17. August 2009 - Vor 225 Jahren: Joseph II. erlaubt den "Heurigen" in Österreich

Kaiser Joseph II. will Reformen. Kaum hat er die Regentschaft von seiner Mutter Maria Theresia übernommen, drängt es den Monarchen, den Regierungskurs radikal zu verändern. Er lässt Krankenhäuser bauen und beendet die Leibeigenschaft. Er zeigt den Bauern persönlich, wie man besser pflügen kann. Im Zeichen es Fortschritts schafft er Feiertage ab und verbietet sogar Särge: Um Geld zu sparen, sollen die Österreicher fortan im Leinensack beerdigt werden. Nur das Weintrinken will Joseph II. seinen Untertanen weiterhin erlauben, vor allem in Wien. Dort gilt Wein als Grundnahrungsmittel Nummer eins.

Auch die Erlaubnis zu exzessivem Weingenuss hat beim Kaiser einen rationalen Grund. Denn das Wiener Wasser ist ungenießbar. In der Stadt an den östlichen Ausläufern der Alpen, an deren Hängen schon zu Zeiten der Römer Weinreben wuchsen, fließt noch nicht die regulierte Donau. Wasser kommt aus sumpfigen Tümpeln. Allerdings ist dem Kaiser die Vorherrschaft der Kirche beim Weinverkauf ein Dorn im Auge. In Wien haben Stifte und Klöster Höfe und Keller eingerichtet, um auszuschenken. Die Bauern müssen den Wein, der teuer weiterverkauft wird, billig an sie abliefern.Am 17. August 1784 gibt Joseph II. per Verordnung "jedem die Freiheit, die von ihm erzeugten Lebensmittel, Wein und Obstmost zu allen Zeiten des Jahres, wann und zu welchem Preis er will, zu verkaufen und auszuschenken". Es ist die Geburtsstunde des als Heuriger bekannten Buschenschanks in Österreich. Fortan zieht es vor allem die Wiener in die benachbarten Weinberge, wo die Weinbauern ihre Produkte an schlichten Holztischen, oft im Freien, zu günstigen Preisen anbieten. Das Essen bringt man zumeist selbst mit in die Lokale. Ob ein Heuriger geöffnet hat, zeigt ein gut platzierter Föhrenbusch an. Ist die Weinernte vertrunken, muss der Buschenschank wieder schließen. Die ersten Heurigen haben deshalb oft nur wenige Wochen, bestenfalls ein paar Monate geöffnet.

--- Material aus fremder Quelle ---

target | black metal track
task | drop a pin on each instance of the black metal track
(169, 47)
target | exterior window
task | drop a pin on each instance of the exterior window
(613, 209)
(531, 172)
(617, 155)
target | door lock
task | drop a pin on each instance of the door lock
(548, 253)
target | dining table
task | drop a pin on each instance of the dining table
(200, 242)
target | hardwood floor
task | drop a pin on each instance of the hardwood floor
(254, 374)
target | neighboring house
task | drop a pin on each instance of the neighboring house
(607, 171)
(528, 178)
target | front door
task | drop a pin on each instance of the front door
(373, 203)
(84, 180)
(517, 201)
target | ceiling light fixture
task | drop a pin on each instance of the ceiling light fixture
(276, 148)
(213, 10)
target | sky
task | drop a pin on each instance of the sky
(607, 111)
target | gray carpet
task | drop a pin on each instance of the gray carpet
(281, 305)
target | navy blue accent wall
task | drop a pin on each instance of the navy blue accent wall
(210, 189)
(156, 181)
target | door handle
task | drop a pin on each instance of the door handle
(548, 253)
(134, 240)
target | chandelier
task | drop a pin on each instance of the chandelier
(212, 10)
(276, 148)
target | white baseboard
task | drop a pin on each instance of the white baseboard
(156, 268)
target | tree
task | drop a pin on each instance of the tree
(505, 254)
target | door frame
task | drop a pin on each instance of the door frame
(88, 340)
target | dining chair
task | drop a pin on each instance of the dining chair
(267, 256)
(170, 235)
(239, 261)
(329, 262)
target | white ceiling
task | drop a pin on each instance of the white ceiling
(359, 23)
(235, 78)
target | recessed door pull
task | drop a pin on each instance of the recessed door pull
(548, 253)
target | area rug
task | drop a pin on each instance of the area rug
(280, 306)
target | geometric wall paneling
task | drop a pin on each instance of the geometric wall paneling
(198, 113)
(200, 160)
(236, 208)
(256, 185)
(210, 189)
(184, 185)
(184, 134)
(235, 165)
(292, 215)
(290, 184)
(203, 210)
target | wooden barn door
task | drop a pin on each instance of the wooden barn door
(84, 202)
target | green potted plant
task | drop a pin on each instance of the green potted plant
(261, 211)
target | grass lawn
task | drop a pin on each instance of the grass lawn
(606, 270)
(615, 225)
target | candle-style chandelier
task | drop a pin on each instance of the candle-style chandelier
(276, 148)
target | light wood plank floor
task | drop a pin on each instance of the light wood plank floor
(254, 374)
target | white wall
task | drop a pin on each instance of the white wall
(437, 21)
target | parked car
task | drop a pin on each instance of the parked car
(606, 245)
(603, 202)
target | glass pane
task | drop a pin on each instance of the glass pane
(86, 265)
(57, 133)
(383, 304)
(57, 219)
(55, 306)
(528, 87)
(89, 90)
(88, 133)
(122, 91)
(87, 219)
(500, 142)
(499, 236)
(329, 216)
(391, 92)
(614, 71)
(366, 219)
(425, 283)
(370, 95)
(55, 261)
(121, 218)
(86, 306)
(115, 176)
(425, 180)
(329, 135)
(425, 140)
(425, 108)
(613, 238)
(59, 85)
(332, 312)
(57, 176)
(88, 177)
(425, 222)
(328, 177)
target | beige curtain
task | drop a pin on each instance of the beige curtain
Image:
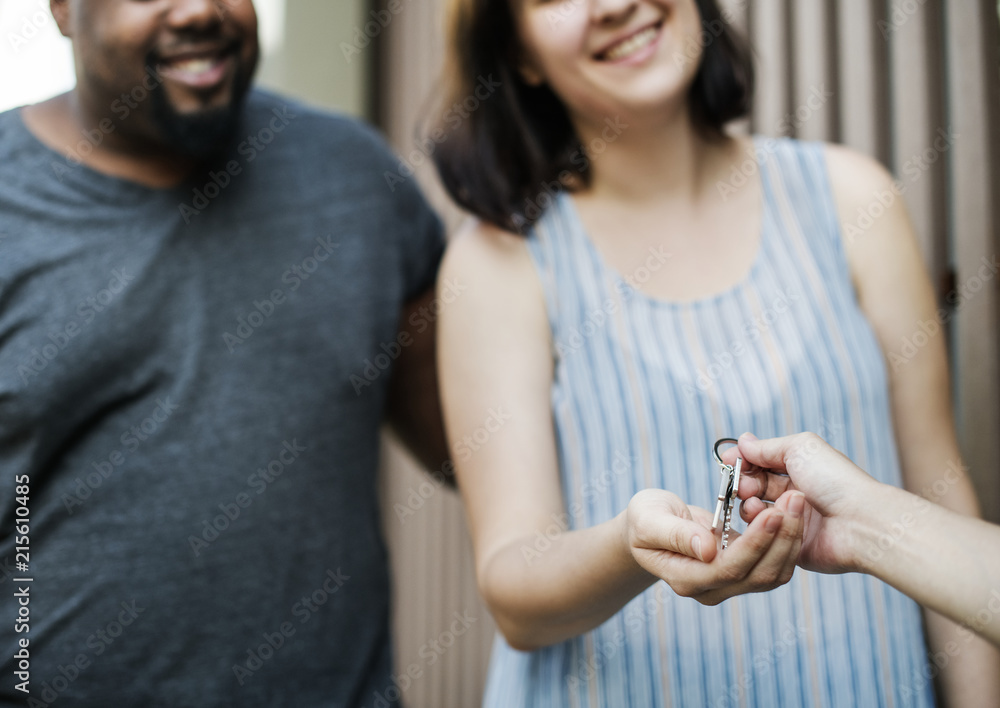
(889, 78)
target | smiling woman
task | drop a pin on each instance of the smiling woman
(526, 139)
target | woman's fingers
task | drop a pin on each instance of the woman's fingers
(667, 526)
(764, 557)
(693, 579)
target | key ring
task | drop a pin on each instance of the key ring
(723, 441)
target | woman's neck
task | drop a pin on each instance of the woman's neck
(647, 161)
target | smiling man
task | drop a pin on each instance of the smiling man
(192, 273)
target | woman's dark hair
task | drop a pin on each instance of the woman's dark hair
(507, 149)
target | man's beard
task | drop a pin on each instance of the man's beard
(200, 135)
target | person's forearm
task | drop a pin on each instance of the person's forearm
(545, 589)
(947, 562)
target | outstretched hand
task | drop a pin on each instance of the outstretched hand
(676, 543)
(834, 488)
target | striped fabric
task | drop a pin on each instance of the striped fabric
(642, 390)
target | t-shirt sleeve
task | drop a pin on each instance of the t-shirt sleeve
(422, 240)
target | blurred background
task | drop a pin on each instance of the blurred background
(887, 77)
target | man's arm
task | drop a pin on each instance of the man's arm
(413, 405)
(947, 562)
(895, 293)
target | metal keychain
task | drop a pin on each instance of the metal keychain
(729, 487)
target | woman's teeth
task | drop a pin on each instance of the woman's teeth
(632, 44)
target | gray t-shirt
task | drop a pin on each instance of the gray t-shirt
(179, 382)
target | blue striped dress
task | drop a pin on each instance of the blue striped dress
(643, 388)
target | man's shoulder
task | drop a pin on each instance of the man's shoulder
(316, 130)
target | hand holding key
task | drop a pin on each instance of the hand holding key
(674, 541)
(801, 464)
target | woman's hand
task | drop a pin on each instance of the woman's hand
(837, 493)
(675, 542)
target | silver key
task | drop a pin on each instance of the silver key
(729, 488)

Seit dem 19. Jahrhundert sorgt die so genannte Schrammelmusik mit Geige, Gitarre, Klarinette und Akkordeon in den Wiener Heurigen für die volkstümliche Unterhaltung. Heute werden in manchem Buschenschank auch Qualitätsweine und warme Buffets angeboten. Geöffnet ist oftmals das ganze Jahr.